Ellis and I became best friends that summer but I couldn't help but fall for him. I fell in love easily as a kid, I guess. Of course, there was always that unrequited love that hung in front of my face like a big neon sign. I couldn't just shove all those feelings at the back of my mind. After all, we spent every moment of that summer together. He showed me all of his favorite spots - especially the abandoned and restricted ones.

We'd sit on the swing set in his backyard and talk about everything - our favorite books, movies, TV shows, superheroes, and whatever else we pulled off from the top of our heads.

I loved discovering things about him, even the stupid little things. Then we'd get ice cream and sneak into an abandoned swimming pool and just pretend we were somewhere else.

I clung to him so much because I felt so alone.

However, he changed when school came. He had his old friends to hang out with and I felt like an outsider. Even though we became best friends over the summer, it didn't exactly mean his friends were automatically mine as well.

Everyone looked at me differently. Maybe it was because I knew him well, I don't know. But I suddenly felt lost again, like I was thrust into a big city without a map.

Ellis didn't even stand up for me when the mean girls whispered behind my back. And maybe it was because I expected too much from him but what was I supposed to do? I invested so much time getting to know him that I didn't even realize he wasn't the same person I met.

Our friendship ended just as fast as it began and it hurt even more because I loved him. I loved him and he didn't even notice. The Ellis I knew during the summer had completely vanished.

He was no longer the boy I had campfires with in my backyard or the boy who took me to the aquarium because he thought I loved sharks. I would have loved them anyway because of him. He took me to places you couldn't find on a map, so we made our own.
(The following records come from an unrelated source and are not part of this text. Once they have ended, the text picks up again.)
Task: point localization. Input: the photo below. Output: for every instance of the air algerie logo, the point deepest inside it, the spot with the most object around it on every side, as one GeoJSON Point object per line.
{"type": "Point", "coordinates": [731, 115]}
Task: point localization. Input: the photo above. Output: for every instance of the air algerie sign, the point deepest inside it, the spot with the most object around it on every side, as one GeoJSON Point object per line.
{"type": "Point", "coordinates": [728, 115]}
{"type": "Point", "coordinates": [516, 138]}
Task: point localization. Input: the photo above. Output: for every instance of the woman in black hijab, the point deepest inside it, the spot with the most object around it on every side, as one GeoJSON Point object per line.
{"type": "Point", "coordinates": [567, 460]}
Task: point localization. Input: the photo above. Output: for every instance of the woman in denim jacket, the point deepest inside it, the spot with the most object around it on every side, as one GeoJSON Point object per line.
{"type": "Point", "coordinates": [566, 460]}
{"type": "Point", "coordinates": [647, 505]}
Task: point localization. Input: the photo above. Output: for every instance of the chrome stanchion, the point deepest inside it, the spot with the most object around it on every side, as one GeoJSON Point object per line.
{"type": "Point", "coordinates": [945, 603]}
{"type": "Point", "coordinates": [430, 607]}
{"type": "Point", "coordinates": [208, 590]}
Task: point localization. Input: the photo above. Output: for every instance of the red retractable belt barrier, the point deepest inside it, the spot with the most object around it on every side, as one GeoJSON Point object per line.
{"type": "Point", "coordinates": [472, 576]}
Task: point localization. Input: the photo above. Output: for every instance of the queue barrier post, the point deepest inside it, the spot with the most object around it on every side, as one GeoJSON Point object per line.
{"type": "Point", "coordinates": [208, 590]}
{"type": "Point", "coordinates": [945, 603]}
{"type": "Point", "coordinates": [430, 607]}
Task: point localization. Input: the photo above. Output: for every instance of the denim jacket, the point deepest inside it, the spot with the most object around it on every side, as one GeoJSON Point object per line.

On soggy yellow paper, we made a map of our favorite places - in complete detail, full of stick drawings and doodles.

That map was the symbol of our friendship but he forgot about it, about all our adventures when school started.

It was painful when Ellis told me that we couldn't be friends anymore. He wanted to ask a girl out and he didn't want people to think that I was his girlfriend. That was the worst pain I'd felt at that time. Sure, it was still the sixth grade but losing a friend that young haunts you forever. Especially a best friend - there's no other pain like that.

He was the first boy to break my heart.